Cranbury’s competition finished with eighth grader Anika Hadap in second place and eighth grader Christopher Lin in third place on Jan. 10.
“The Georgraphy Bee has been going on for a long time. I would say more than 13 years,” said Sara Fernandez, organizer and Cranbury School Social Studies teacher. “The finals used to not be a big assembly, but this change has made this more exciting for participants and the student body.”
She said normally the winner of the school’s competition has been an eighth grader.
“The fact that Angela has won is super exciting. I will say what is also exciting is that we have not had two girls in the final championship round,” Fernandez said. “It has been many years since we have had a girl champion.”
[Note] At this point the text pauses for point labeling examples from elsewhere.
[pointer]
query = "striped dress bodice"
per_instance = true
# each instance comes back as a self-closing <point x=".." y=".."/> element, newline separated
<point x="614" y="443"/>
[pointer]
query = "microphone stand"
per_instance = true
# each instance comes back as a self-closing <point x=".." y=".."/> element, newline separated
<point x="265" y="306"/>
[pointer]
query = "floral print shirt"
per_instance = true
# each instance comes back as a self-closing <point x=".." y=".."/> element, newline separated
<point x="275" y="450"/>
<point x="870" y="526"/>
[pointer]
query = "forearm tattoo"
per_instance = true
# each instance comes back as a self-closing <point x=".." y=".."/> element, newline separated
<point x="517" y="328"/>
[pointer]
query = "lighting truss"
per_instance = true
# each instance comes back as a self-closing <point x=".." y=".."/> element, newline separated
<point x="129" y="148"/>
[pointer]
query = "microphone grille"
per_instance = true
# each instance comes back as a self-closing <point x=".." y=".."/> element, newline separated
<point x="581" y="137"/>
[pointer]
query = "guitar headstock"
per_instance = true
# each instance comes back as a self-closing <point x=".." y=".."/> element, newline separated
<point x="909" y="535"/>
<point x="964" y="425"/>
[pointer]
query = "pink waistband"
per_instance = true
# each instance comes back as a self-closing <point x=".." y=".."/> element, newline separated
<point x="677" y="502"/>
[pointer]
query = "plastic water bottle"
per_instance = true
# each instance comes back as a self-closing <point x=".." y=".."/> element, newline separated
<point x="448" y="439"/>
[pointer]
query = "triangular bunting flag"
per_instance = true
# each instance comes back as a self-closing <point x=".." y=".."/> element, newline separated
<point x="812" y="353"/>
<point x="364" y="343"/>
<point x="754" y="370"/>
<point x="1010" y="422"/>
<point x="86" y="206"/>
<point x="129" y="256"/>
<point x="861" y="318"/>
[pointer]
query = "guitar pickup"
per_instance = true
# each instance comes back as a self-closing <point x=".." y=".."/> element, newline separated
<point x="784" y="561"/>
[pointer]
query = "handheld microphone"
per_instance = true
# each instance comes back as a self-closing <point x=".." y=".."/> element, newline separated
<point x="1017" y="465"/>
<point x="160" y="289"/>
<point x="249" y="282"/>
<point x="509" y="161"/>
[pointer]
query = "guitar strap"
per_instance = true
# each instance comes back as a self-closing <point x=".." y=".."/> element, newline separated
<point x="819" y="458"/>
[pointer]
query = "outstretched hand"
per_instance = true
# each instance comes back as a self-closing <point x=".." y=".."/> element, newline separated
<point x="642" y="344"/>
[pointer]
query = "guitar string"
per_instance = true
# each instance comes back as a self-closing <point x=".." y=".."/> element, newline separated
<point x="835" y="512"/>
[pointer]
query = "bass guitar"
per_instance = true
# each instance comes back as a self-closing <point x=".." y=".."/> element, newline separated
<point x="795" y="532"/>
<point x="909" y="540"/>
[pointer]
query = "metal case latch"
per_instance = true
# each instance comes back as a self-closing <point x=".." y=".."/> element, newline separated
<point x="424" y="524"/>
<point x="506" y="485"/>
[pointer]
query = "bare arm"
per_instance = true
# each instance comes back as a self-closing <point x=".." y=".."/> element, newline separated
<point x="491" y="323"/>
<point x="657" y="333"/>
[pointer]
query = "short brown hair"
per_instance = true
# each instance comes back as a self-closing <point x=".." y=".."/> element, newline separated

The school competition is part of the National Geographic GeoBee contest, which is an annual competition that has state champions compete to become National Geographic GeoBee Champion, according to National Geographic Society officials.
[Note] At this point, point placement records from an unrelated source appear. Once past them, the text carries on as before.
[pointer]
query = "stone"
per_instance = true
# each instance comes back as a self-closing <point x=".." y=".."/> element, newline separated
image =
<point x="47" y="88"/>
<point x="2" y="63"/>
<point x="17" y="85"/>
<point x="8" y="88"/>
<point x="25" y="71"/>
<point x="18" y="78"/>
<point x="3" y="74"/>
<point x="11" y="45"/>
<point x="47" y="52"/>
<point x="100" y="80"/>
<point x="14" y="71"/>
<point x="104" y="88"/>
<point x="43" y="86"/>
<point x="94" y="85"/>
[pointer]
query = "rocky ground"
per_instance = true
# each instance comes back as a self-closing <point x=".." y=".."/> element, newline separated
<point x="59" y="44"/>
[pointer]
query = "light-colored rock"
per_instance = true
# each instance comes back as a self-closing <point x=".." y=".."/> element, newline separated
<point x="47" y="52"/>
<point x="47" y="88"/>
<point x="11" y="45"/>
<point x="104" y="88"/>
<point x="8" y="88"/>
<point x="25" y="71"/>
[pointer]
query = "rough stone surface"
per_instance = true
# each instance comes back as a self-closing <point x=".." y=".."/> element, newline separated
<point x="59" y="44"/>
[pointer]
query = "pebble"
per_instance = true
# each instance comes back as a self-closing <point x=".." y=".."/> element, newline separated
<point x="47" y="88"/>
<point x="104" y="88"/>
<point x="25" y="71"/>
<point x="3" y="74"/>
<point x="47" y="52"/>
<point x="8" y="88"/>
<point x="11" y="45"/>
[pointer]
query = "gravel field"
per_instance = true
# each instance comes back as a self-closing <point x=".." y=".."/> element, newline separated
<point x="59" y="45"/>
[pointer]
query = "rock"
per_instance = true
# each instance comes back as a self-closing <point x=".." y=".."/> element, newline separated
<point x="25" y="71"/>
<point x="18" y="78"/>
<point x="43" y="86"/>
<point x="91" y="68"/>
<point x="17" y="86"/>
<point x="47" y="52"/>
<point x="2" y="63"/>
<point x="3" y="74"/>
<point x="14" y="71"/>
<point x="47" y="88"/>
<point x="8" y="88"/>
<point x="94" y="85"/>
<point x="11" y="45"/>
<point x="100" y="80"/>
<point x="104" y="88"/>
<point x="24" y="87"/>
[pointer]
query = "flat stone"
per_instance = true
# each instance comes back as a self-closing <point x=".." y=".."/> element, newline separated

The national GeoBee has three levels of competition: school, state and national.
Students in grades four through eight also compete to win college scholarships.
Angela has until Feb. 7 to complete the online state GeoBee qualifying test.
“Every champion in every school that participates in this competition takes the state online test. The state scores it and if Angela qualifies they will let us know,” Fernandez said. “She will then compete at Rowan University.”
Angela will then find out on March 2 if she has qualified. All qualifiers will announced at that time.
If Angela qualifies she will head to the state GeoBee competition. The winner from the state competition will compete in the National Championship in Washington, D.C.
Cranbury School Social Studies teachers Fernandez and Danielle Burke organized 2020’s competition.
Social Studies classes held 13 preliminary rounds from fifth through eighth grade. The rounds resulted in 13 finalists for the school championship. The champion from each class competed in the Cranbury School auditorium.
Student finalists were each eliminated after getting two questions wrong pertaining to national and world geography in the first seven rounds.
The final two consisted of Angela and Anika, who would compete in the final round with a clean slate.
After a tie breaker round, Angela was crowned school champion.
“I really hope these students understand that we are part of a global community and that they take an interest in our world; geographically, culturally, politically and socially,” Fernandez said. “We are all global citizens and the national Geography Bee really shows that.”